Hello, I'm considering buying a house in Ohio that has gone pending twice and is back on the market. My realtor found out that the well is not working. We know that it needs a pressure tank, tank tee, switch and miscellaneous fittings. The flow rate and potability sample could not be done, because the well is not functional.

I know nothing about wells and am wondering if I should not bother with this house or bid on it. Does anyone have any experience with wells to know what kind of cost I am looking at with this issue? 


I'm from Ohio  so I enjoy going back and staying with family while working. That said I've never done a flip only buy and holds. The real estate in my area of California is very high right now so it's not as practical for me to do a flip here. 

As for the profit it would depend what I could get the house for...if I got it at what there asking the very low end would probably be a $10k profit but could potentially be more like $40k.

I know a fair amount about wells  having dealt with several homes with them.
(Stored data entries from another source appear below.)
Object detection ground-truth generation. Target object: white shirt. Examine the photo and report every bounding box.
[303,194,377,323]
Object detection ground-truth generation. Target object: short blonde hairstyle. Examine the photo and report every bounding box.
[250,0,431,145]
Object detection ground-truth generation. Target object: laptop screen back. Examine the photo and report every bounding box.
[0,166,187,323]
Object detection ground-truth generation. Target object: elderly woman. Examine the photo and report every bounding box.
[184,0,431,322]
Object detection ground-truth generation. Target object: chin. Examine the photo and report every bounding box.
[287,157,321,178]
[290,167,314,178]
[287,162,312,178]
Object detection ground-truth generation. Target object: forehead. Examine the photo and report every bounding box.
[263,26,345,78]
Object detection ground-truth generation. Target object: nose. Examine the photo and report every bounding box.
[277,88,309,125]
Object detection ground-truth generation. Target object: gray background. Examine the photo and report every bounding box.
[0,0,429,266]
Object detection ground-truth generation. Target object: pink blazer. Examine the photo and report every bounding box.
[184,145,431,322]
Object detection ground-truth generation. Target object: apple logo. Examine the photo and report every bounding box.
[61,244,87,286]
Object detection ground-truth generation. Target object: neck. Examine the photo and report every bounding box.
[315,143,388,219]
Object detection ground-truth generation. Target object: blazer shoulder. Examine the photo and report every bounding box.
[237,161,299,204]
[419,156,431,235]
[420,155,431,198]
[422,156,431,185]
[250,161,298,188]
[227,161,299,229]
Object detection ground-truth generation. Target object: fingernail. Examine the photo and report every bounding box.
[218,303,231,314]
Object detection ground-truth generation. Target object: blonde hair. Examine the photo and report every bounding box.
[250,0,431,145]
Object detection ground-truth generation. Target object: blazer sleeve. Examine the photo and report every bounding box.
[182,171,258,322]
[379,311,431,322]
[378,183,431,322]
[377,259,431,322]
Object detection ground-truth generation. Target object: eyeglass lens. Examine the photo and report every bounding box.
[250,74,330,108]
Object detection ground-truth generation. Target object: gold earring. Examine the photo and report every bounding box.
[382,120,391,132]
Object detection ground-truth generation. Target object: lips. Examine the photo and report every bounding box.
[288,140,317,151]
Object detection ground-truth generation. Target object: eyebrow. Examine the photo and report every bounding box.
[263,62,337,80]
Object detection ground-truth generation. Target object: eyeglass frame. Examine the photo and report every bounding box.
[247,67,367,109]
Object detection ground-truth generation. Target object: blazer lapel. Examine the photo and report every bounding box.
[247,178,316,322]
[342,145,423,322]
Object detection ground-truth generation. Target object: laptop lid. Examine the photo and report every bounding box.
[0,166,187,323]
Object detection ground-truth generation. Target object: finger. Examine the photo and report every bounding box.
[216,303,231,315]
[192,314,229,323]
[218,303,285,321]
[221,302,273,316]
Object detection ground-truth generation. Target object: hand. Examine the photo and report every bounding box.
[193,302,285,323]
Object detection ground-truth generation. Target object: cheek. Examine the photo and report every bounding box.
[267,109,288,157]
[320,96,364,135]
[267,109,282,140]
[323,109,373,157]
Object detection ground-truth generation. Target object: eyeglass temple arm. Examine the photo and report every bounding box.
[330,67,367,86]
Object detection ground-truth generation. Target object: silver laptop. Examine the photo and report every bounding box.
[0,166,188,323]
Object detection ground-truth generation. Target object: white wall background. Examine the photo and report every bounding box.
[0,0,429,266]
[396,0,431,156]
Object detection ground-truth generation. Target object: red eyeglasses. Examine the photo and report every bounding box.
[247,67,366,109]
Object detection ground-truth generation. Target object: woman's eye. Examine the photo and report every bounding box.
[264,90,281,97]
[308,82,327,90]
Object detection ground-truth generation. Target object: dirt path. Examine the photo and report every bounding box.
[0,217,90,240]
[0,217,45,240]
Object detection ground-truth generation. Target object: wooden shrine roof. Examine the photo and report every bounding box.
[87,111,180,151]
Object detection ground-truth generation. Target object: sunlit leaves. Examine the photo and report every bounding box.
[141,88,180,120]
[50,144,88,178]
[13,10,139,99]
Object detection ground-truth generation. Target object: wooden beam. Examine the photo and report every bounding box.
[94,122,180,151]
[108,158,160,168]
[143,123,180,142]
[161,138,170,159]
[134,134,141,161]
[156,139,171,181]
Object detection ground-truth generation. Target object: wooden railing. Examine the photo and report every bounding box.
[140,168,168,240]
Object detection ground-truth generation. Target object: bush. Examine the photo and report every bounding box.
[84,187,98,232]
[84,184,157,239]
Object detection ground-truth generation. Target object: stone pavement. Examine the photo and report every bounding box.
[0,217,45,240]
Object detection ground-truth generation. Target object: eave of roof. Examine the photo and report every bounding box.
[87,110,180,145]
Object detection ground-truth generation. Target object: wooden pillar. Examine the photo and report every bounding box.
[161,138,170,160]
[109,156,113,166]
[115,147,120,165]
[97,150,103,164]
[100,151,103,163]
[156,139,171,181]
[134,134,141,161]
You need to know a couple of things about the property. Is a well common in the area? If not I would pass on the property.  You will be dealing with it with the end buyer and it may be too big of a downside on resale for a number of people. 

If a well is not unusual for the area then there are a couple of things to find out upfront. Is it a drilled well and if so how deep? While it needs a pressure tank is the well pump working? How old is it?  when was the last testing done on the well for potability?   Was that testing equivalent to what would be done today?  For example when I bought a NJ house with a well the testing was only for potability.  I sold it and I also had to have VOC testing done due to new regulations. The difference in the test cost was $500. If it was pumping what was the flow rate.  Also if you have septic you need to know how far away is the well.    You want to determine if you need to drill a new well and if so determine the cost (call a well driller to get an idea).

Illinois State Water Survey has free web "courses" that you can sign up for if you want more information http://privatewellclass.org ( I have no personal affiliation with them).   You just get emailed 10 lessons and can read them or not.

You can make your offer contingent on those answers. I would put some well inspection in the due diligence.     

Here in North Texas a new 400 foot well will cost about $7000 to drill.  Most people figure a well is good for 20-30 years after that if it starts having problems you usually drill a new one.

An option I have done is convert to community water.  Costs for taps here were $1030 each plus another $1000 if the line is on the other side of the road.  Then you need to ditch and pipe to the house from the road so another $200-$400 there depending on if you do it yourself or not.

I just spoke with a well company near the house. He said worst case scenario I am looking at $7-8k for a new well. For this county as a whole wells are not common but for this city they are more common. I am waiting to hear back from the city to know if I can tap into the city line. The well drilling company told me it could also run me about $8k to tap in to the city lines. 

I would not pay much heed to the drilling company's estimate for tapping into the city line.  I know the cost varies depending on where the city line is located.  Please report back if you get the estimate from the city.  I know the cost varies from city to city and state to state but it would be good information.

I agree with Jon. I wouldn't pay too much attention to the well company. You'd deal with the city directly for an estimate to tap in. If it were me I would tap into City. Good Luck

@Carrie Giordano I grew up in a family owned well drilling biz in Minnesota. I do not know how deep the wells are in your area but 8k would sound about right for worst case scenario. The tank and fittings is easy but if they find the pump is bad then they will have to replace that which will be a couple grand more. Finally, in old wells the casing can be collapsing and the pump will get stuck when they are trying to replace it which then requires them to drill a new one.

I'd recommend finding out how old the current well is buy finding who the well company is that drilled and serviced it. You could also cal your local state authority for drinking water and they will have records of the well too, ie department of health. This should give you a good idea on the risk.